Just when I thought I had street festivals on lock, I ended up in Spain.
Partying here means so much more than just pre gaming shitty vodka and Sour Skittles with your friends and then stumbling out into the twilight wearing nothing but a miniskirt and a crop top in mid winter. (oh hey college!). Have you heard the word ‘fiesta’ before? Well, let me just tell you this isn’t a block party with some corn on the cob and a clown making balloon animals. It means the streets, parks and plazas are full of people and events for days and nights on end, food vendors scattered all throughout the city’s biggest park, and arts and crafts markets around every corner. And most importantly, it means you might even get a mid-week day off work. Lets chat about the most recent Barcelona fiesta- Fiestas de la Mercè. La Mercè, as us ‘locals’ call it, is a celebration of the patron saint of Barcelona. For the record, there are two patron saints, and if you ever come visit me I’ll show you the other one and tell you the history behind why the other one doesn’t get a week long party to call her own(look Dad, I know things!)

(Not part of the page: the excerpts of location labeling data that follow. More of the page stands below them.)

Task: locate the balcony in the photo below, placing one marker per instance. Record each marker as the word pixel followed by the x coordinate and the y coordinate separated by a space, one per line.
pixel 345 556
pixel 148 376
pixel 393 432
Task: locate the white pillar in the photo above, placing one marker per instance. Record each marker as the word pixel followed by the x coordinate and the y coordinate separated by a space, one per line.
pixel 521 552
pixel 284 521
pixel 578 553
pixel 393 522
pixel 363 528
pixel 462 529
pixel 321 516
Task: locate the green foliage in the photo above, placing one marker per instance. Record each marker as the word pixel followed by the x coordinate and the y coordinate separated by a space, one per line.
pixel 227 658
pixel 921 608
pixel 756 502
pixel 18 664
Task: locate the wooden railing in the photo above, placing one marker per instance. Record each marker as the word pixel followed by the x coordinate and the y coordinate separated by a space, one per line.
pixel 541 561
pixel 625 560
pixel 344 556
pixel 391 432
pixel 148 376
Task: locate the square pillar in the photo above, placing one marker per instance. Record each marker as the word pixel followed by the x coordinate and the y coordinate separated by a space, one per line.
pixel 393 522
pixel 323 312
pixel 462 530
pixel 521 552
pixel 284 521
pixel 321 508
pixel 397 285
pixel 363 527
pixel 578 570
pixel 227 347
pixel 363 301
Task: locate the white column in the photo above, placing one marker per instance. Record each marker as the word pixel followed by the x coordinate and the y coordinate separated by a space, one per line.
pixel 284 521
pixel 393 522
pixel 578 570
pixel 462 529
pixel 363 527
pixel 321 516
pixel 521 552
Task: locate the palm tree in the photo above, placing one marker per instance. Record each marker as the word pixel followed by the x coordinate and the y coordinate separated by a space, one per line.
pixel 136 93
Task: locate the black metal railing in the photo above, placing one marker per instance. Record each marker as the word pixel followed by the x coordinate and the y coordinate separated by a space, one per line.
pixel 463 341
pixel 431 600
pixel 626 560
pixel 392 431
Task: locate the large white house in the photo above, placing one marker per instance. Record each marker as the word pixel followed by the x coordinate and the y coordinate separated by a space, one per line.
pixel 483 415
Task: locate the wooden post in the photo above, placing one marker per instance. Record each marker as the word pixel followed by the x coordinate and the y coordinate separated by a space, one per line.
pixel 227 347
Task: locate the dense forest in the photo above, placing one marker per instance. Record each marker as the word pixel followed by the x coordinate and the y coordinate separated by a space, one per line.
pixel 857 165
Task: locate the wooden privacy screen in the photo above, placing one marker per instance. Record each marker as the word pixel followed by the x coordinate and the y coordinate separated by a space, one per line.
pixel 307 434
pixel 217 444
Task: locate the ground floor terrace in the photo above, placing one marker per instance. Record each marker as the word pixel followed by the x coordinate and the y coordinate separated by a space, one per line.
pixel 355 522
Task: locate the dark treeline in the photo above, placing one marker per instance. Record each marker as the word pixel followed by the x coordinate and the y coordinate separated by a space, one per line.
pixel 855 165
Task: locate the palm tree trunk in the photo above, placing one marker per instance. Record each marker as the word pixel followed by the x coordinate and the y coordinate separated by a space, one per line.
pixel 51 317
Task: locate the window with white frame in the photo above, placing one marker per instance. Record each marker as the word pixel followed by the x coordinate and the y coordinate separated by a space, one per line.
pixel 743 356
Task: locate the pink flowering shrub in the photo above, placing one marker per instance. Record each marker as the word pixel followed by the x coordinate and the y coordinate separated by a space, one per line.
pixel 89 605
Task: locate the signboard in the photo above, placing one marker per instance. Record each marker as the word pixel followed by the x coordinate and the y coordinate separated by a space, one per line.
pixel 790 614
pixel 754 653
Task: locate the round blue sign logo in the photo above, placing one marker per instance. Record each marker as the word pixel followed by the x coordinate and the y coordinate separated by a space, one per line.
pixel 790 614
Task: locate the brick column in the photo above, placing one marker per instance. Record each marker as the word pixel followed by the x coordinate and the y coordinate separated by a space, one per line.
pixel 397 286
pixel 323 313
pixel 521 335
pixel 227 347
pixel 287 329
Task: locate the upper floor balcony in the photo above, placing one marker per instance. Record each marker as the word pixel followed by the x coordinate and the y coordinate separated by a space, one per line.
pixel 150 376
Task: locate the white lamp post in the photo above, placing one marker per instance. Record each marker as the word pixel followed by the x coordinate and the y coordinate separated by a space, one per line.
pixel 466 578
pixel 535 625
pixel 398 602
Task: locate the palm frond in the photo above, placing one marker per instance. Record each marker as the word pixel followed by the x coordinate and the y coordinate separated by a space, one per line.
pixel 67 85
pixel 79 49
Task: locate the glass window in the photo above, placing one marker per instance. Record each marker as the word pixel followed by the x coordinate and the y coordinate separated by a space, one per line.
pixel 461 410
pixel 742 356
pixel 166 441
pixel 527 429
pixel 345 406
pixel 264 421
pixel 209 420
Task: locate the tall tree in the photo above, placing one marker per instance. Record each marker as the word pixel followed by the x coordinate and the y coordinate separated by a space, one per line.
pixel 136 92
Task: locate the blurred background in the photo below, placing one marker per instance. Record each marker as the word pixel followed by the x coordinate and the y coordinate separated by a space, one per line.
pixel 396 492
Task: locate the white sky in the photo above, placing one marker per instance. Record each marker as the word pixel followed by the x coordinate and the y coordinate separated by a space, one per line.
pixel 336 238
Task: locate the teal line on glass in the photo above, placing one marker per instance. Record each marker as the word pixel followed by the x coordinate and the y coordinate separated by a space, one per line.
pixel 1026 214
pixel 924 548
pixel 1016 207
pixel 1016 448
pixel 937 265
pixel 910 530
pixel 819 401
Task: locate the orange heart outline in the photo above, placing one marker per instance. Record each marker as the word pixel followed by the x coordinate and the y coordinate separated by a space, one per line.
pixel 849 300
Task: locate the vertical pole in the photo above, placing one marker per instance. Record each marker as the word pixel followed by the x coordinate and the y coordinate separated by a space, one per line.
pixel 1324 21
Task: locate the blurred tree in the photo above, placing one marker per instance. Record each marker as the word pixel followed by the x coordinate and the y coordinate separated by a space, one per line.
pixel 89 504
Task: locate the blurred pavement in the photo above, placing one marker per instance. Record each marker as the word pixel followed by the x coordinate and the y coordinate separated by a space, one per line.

And this fiesta is a big damn deal. The PDF program for festival events (spanning from September 19-24) took me literally 45 minutes to skim through on my computer. If I had read the whole thing in depth I might never have actually made it to any of the events. Basically, there were events ranging from food truck gatherings to beat box performances to fireworks in the middle of a crowded square (which actually seemed like a major fire hazard, but who am I to discuss safety regulations).
From Friday to the following Thursday, the city was alight with free concerts, exhibitions, food and wine tastings and performances. If I’ve only learned one thing since moving to Spain, its that it is very much a nighttime culture- good luck trying to find coffee at 7 am (my favorite coffee shop doesn’t even open until noon), and you might not sit down to dinner until 11 pm. La Mercè was, of course, no exception. On a Saturday night, for example, there were events scheduled to begin at 3 am… which makes it slightly more confusing why there was a fireworks display at 7 pm (still light out).. but who am I to question a fiesta schedule.
And this is no weak-ass, local singer-songwriter, unknown dude-on-a-soapbox schedule. La Mercè included performances by both local and international bands and artists- On Tuesday, a Seinabo Sey (Swedish singer) show was followed by NONONO (playing at 1 am on a Tuesday, mind you) and the Saturday night of La Mercè boasted a concert by the Klaxons (UK) and Mishima. On Sunday evening, I watched a performance by the Spanish national beatbox champion. Friday night, we stumbled upon a hip hop/soul/jazz show headlined by Baloji (Belgium) in the middle of one of the city’s central plazas.. all FOR FREE.
Just in case you were too tired to handle 5 days of non-stop fiesta, chances are you also got a lovely mid-week break from work! The Wednesday of La Mercè was actually a municipal holiday- which means grocery stores, banks, schools and offices all got a whole day to recover from the festivities of the previous week.
I have to say- I was a little unprepared for the energy it took to consume that much entertainment in that little time. Coupled with leading tours through the packed city center, the events of La Mercè were a lot to handle! That said, come next year, I’ll be ready and armed with a crate of Red Bull, folding chair, earplugs, some snacks and a clear schedule.